It is a matter of common experience that we tend to eat much less food when we take but one at a meal. If we are eating but one vegetable we eat just so much and we are satisfied; but if we are eating two vegetables we tend to eat as much of each as we would of a single vegetable if we have only the one or the other at a meal. For example, if we are eating carrots and have consumed all we want of these, we can go back for a serving of asparagus or spinach and apparently start eating all over again. Variety is the spice of gluttony.

This common experience does not prove that we need a variety of foods to supply our demands at the time; but that a variety of foods tends to induce overeating.

This is only one of the reasons why the common habit of eating desserts at the end of a meal is an unwholesome practice. We can always eat a piece of cake or pie or a dish of ice cream or other dessert, even after we have consumed so much of other foods that we experience a sense of uncomfortable fullness.

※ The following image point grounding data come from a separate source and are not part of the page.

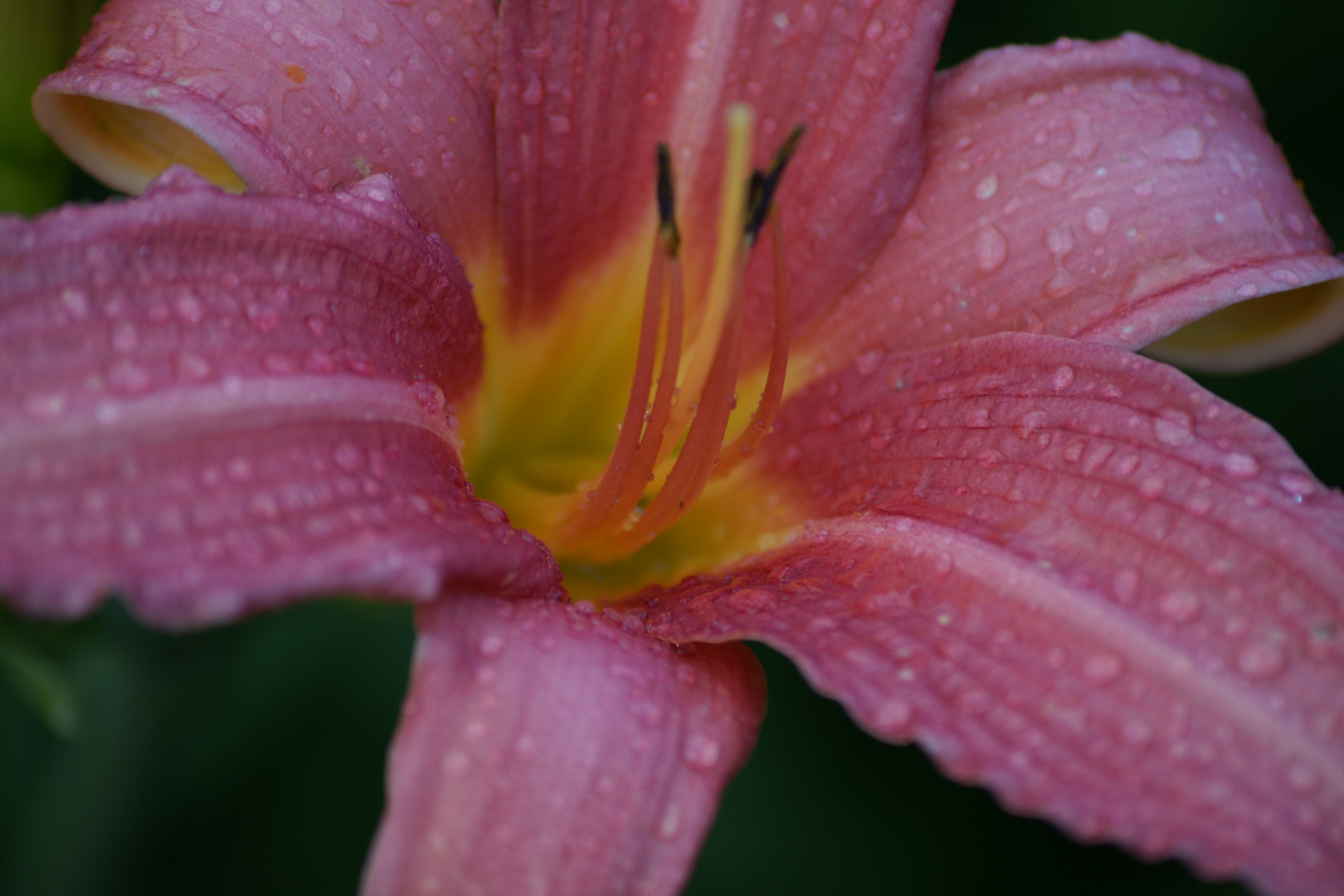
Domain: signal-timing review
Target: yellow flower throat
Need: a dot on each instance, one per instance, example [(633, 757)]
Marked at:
[(535, 444)]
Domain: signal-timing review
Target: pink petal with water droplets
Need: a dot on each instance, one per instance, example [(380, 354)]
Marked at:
[(1074, 577), (303, 97), (1110, 192), (217, 403), (544, 748), (577, 141)]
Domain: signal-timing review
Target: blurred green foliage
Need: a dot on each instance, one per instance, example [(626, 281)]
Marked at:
[(251, 759)]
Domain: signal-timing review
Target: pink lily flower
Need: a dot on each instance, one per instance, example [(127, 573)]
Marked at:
[(969, 511)]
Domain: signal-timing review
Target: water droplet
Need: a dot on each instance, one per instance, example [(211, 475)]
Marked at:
[(1181, 144), (991, 249), (455, 763), (1298, 485), (753, 601), (1303, 779), (1181, 606), (1050, 175), (986, 188), (1261, 660), (670, 825), (75, 301), (1152, 486), (128, 377), (1103, 668), (1097, 221), (489, 645), (46, 406), (869, 362), (1241, 466), (700, 752), (524, 747), (893, 718), (942, 567), (429, 397), (190, 309), (253, 117), (533, 93), (1174, 427), (1059, 241)]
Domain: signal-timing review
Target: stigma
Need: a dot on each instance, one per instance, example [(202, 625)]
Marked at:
[(672, 436)]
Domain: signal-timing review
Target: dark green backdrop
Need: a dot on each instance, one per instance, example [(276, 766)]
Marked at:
[(249, 759)]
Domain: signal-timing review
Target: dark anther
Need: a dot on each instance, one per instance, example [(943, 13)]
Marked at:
[(761, 190), (667, 204)]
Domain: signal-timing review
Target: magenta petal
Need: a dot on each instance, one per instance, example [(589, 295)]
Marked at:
[(1074, 577), (546, 750), (214, 403), (1109, 192), (301, 97)]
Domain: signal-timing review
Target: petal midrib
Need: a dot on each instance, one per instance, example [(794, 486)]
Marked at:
[(1035, 592), (231, 405)]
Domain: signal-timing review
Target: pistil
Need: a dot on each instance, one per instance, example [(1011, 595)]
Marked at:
[(606, 523)]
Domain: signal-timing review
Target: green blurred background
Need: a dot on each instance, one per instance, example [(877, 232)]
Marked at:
[(251, 759)]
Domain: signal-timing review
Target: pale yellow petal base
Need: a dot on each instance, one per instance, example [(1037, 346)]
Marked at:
[(125, 147), (1259, 332)]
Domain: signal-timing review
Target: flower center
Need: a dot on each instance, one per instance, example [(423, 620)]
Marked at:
[(672, 438)]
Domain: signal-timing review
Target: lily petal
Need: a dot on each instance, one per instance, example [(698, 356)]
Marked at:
[(335, 91), (219, 403), (544, 748), (1077, 578), (1110, 192), (570, 136)]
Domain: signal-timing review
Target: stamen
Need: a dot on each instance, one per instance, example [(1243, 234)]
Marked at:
[(626, 465), (737, 165), (695, 464), (604, 524), (773, 391)]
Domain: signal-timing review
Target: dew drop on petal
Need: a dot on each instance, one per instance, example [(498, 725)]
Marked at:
[(991, 249), (1174, 427), (455, 763), (1181, 606), (1097, 221), (700, 752), (1298, 485), (1261, 660), (1241, 466), (670, 825), (986, 188), (1103, 668), (489, 645), (1181, 144)]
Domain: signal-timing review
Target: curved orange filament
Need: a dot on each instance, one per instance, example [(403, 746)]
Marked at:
[(743, 446), (695, 464), (605, 524), (604, 503)]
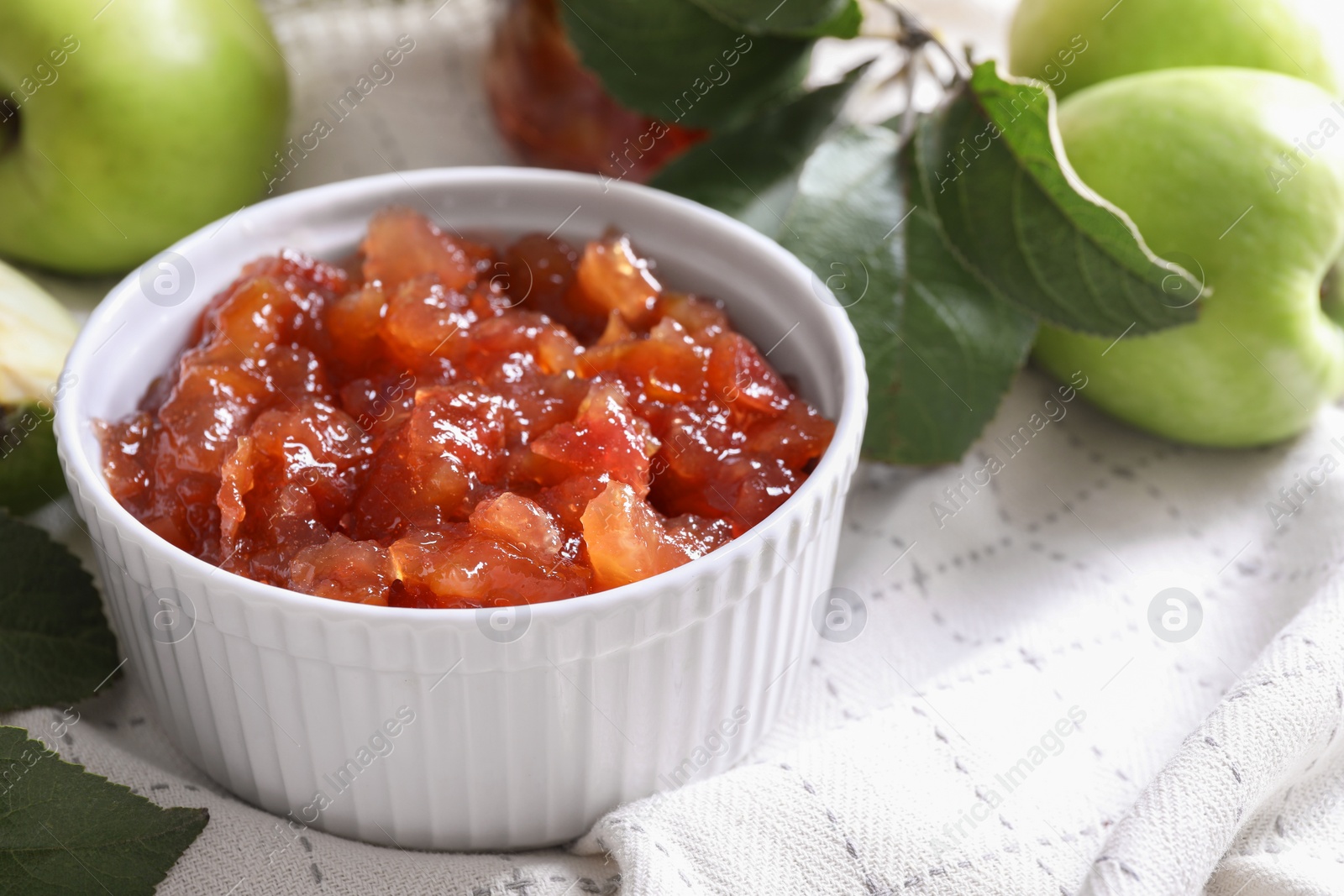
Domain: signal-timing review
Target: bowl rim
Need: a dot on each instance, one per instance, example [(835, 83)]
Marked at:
[(839, 454)]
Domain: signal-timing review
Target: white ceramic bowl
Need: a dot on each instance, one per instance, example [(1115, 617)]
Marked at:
[(470, 728)]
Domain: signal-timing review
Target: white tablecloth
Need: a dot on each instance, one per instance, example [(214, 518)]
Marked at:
[(1014, 716)]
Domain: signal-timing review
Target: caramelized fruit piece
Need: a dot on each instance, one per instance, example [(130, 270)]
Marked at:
[(606, 437), (739, 378), (353, 324), (456, 569), (423, 443), (627, 539), (438, 466), (613, 278), (403, 244), (521, 523), (427, 320), (557, 114), (286, 485), (343, 570)]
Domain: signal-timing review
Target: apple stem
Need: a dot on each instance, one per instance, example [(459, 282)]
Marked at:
[(8, 125)]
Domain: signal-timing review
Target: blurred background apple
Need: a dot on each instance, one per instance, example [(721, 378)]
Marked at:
[(127, 125)]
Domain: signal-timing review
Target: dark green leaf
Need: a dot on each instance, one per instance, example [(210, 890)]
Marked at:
[(65, 831), (741, 170), (790, 18), (940, 348), (54, 644), (1016, 212), (30, 472), (674, 60)]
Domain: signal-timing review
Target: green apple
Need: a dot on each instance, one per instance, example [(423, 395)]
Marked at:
[(131, 123), (1238, 175), (1077, 43), (35, 336)]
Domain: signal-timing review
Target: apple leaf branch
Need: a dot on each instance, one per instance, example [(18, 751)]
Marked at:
[(947, 235), (62, 829)]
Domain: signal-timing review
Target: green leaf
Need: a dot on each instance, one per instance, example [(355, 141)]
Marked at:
[(674, 60), (940, 348), (55, 647), (992, 163), (745, 170), (790, 18), (65, 831), (30, 472)]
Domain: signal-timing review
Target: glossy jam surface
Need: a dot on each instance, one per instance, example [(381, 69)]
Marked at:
[(437, 423), (555, 113)]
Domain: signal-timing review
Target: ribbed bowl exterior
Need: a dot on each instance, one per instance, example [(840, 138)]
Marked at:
[(470, 730)]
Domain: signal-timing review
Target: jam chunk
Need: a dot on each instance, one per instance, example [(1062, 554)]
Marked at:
[(434, 425)]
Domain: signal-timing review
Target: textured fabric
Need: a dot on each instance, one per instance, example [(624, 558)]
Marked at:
[(1011, 718)]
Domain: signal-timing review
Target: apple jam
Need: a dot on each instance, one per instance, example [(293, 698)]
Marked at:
[(436, 423)]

The greater the variety of foods we take at a meal the more we are likely to eat. If we have six foods in our menu we are likely to eat much more than if we have only three. We are a nation of gluttons and much of our overeating is due to the great variety of foods that are placed on our tables at each meal. This practice stimulates the appetite and the gustatory sense to the utmost at each meal.

Indeed, it is the custom to serve the foods in a regularly graduated scale of gustatory relish. Starting with the food that gives least enjoyment and gradually working up to the food that gives the greatest relish, we end by eating two, or three and four times as much food as we actually require and more food than we would take except for this stimulation of our appetites.

Having eaten all he wants of one food, the eater turns to another and still another, until he has eaten several foods. Having eaten all he needs or much more, he takes as a final part of his meal, the article he relishes most. After eating two or three times the quantity of food he requires, he can still "top off" his meal with a piece of pie or cake or some other dessert.

It is the rule that our people continue to eat in this manner until appetite is so depraved and diseased that it becomes an imperious master. This is especially true of those on the conventional diet of stimulating foods. They establish a nervous "craving" for stimulation which is referred to the stomach for satisfaction and is in every way like the craving of the drunkard for his alcohol or of the morphine addict for his morphine.

A morbid appetite, thus established, which is in reality nothing but a morbid longing of enervated nerves for their accustomed stimulus, which they receive by means of food, is not satisfied when the body has received sufficient food to meet its needs, but is satisfied only when the nervous system has received enough stimulation to bring it up to its ordinary tone. When this stage has been reached it is all but impossible to avoid overeating. He is now a food addict and his appetite is a despotic, even painful master. He has a powerful and painful craving or longing of an outraged and diseased nervous system, not for food, but for the accustomed stimulant.

Normal hunger and appetite are never the despotic master that the food addict slaves for. While the addict has a depraved, diseased, despotic, intolerably painful passion; the normal person experiences a healthy, mild, pleasant desire which is never painful and outrageous and which conforms perfectly to the real wants, the physiological needs, of the body. The difference is the same as that between the "craving" of the inebriate for his alcohol and the desire of the normal man for a glass of pure water. Normal demands are never painful.